Oct 11, 2010 at 2:32 AM | Unregistered CommenterVigilantfish

I thought someone had already done this a few years back.

Oct 11, 2010 at 5:25 AM | Unregistered CommenterTed Cooper

There is a register article that explains what the Science Museum built, and what they plan to build.

The first one they built was the "easy" one... the second machine can be programmed...

Register Article

Oct 11, 2010 at 6:02 AM | Unregistered CommenterJiminy Cricket

To Simple Seeker After Truth:
It's settled science that if it's a bristlecone pine you only need one tree.
Cheers!

Oct 11, 2010 at 6:30 AM | Unregistered CommenterWayne Richards

I'd like to see it let loose on a GCM. It'd probably do a better job than some of those super-computer things. And at a fraction of the cost.

Oct 11, 2010 at 7:02 AM | Unregistered CommenterAndrewS

Sounds like a British project, proposed in 1837 and finished 180 years later.
Ladies and gentleman we present the pinnacle of British computer science and engineering -

the Steam Driven Puff Adder.

Oct 11, 2010 at 8:11 AM | Unregistered CommenterChuckles

Andy Scrase

Benoit Ritaud in Le Mythe Climatique credits Douglass with inventing the word 'Dendrochronology'. He also points out that he was trained as an Astronomer and worked for Percival Lowell until he was fired for being sceptical about Martian canals.

There's a moral in there somewhere.

Oct 11, 2010 at 8:48 AM | Unregistered CommenterDreadnought

Hi Latimer, Dung , missed you both ? at the Guardian Climate gate meeting.

I would like to meet Graham Stringer - I may have sent him a few emails ;)

I have a Chemistry background as well (so does the good Bishop!), also further degrees in Cybernetics. (we can talk about computer models I was attempting to develop to use in a defence system!, )

Franny Armstong & George Monbiot - both Zoololgy

Oct 11, 2010 at 10:06 AM | Unregistered CommenterBarry Woods

@ Barry Woods, Oct 11, 2010 at 10:06 AM:

Now Barry, don't diss Zoology because of two (very) bad apples!

I bet Franny and Moonbat slept through all Year One lectures, due to permanent hangovers.

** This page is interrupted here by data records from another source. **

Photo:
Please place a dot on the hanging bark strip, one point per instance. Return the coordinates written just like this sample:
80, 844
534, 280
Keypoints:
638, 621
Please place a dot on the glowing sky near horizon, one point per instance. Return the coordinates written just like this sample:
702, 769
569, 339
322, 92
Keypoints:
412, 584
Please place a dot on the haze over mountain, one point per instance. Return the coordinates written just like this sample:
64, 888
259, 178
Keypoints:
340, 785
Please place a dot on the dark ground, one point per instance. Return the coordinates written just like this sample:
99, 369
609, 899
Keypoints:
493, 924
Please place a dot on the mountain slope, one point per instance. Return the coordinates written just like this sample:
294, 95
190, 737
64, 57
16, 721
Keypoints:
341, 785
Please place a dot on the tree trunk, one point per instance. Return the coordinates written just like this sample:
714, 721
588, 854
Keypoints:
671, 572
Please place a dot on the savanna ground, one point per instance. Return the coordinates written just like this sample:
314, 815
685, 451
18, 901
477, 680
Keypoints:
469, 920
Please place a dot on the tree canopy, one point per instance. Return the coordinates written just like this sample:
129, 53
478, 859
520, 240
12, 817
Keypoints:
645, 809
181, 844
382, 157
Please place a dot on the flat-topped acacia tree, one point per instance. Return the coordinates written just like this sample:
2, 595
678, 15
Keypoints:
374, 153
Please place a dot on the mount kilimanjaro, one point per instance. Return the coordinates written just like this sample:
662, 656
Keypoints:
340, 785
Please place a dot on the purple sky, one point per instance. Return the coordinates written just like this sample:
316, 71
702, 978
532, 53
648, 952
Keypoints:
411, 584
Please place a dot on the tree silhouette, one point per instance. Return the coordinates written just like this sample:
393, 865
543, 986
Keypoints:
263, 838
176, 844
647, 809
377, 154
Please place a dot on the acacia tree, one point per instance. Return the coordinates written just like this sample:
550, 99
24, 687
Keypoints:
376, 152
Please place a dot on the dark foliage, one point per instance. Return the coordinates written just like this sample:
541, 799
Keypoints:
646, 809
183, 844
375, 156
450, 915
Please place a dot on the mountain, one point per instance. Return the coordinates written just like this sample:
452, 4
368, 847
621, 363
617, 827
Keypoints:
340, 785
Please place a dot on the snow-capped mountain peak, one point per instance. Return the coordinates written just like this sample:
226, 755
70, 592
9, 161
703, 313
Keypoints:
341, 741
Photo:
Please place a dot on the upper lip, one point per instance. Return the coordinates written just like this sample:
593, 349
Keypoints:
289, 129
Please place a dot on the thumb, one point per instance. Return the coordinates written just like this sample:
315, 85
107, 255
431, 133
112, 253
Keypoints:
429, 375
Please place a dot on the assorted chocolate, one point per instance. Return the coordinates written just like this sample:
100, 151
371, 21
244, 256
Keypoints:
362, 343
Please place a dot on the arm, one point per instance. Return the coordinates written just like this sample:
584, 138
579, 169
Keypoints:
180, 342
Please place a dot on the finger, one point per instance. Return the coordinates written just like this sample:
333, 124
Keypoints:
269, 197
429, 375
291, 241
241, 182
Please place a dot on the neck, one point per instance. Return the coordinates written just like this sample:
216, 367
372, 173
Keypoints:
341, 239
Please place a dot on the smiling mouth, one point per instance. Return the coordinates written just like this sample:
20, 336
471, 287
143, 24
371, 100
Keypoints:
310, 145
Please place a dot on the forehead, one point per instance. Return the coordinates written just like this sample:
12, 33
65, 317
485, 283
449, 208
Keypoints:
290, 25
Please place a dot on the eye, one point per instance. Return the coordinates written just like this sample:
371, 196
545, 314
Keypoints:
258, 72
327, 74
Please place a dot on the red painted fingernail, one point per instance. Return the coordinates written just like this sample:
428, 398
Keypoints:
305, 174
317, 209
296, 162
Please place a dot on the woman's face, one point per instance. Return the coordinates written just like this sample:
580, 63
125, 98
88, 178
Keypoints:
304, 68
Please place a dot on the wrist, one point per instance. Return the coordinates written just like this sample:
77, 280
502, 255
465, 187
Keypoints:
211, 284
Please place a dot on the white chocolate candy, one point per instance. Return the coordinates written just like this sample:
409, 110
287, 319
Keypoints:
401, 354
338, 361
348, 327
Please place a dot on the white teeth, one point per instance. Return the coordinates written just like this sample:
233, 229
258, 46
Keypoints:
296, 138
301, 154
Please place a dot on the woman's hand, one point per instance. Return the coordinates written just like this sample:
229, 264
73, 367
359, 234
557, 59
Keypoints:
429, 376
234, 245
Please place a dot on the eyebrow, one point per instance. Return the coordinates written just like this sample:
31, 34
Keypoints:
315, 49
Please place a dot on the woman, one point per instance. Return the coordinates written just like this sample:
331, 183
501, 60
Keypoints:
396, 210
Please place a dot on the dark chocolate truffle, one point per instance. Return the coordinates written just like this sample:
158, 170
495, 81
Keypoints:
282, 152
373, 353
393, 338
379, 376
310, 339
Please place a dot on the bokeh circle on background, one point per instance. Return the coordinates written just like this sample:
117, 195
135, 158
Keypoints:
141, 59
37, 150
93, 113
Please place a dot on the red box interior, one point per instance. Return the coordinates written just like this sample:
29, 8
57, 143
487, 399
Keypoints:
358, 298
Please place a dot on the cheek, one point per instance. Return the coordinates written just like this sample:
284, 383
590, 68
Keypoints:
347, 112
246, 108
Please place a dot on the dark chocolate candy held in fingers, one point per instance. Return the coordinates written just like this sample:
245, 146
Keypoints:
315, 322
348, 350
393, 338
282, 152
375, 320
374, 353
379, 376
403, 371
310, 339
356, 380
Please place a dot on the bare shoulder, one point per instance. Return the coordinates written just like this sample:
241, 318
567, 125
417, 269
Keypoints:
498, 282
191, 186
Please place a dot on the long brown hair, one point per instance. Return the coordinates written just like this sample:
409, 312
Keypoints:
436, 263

And I'd guess they skived off all field trips as well. And they must ahve missed all the lectures on evolution as well.

This zoologist has been a sceptic ever since it was clear that the IPCC and its thousands of climate 'scientists' showed that they had no idea about the influence of clouds on the climate, and weren't interested in finding out.

Ain't the Zoology that is at fault - its those who never seem to have studied it properly. Like the two you named ...

Oct 11, 2010 at 12:34 PM | Unregistered CommenterViv Evans

Don't dis the zoologists. Behavioural ecology and paleontology both play useful and important parts in understanding past climate changes. Like how did those fossils get here? Where did the water go? etc etc. Cryptozoology, well, that's a lil different :p

As for Climate Fools Day, it's tempting, but may need to dust off my snow shoes.

Oct 11, 2010 at 2:35 PM | Unregistered CommenterAtomic Hairdryer

Will it run Microsoft Windows?

Oct 11, 2010 at 2:41 PM | Unregistered CommenterSamG

TerryS

It must be bishop phil's turn this week. It was ZDB last week. I wonder who the troll will be next week?

Hopefully one with a better understanding of science and some real wit. However, it's so hard to find good trolls nowadays. Perhaps we can put out an advert.

Charles Babbage's Analytical Engine

I guess I am not impressed, having spent a couple years working on Marchant "calculators" to do statistics on beasts like THIS . It was because of one them literally blowing up (springs flying and such) that I got my start in computers which had the added value of heating the room you were in. Very handy in winter. A draw back in summer. It was the CDC 1604

It used a CDC 160 as a "spooling" device, that read the card reader and wrote the printer, using one of the four tape drives as input to the "main frame" which only had mag tape. Now there was a real computer. They don't make them like that anymore -- thankfully.

Oct 11, 2010 at 3:04 PM | Unregistered CommenterDon Pablo de la Sierra

I wrote about Charles Babbage here in my climate history article. His family were local to my home town.

http://noconsensus.wordpress.com/2010/02/06/travels-in-europe-part-1/

He was years ahead of his time in his various machines and it would be intersting to see his device built.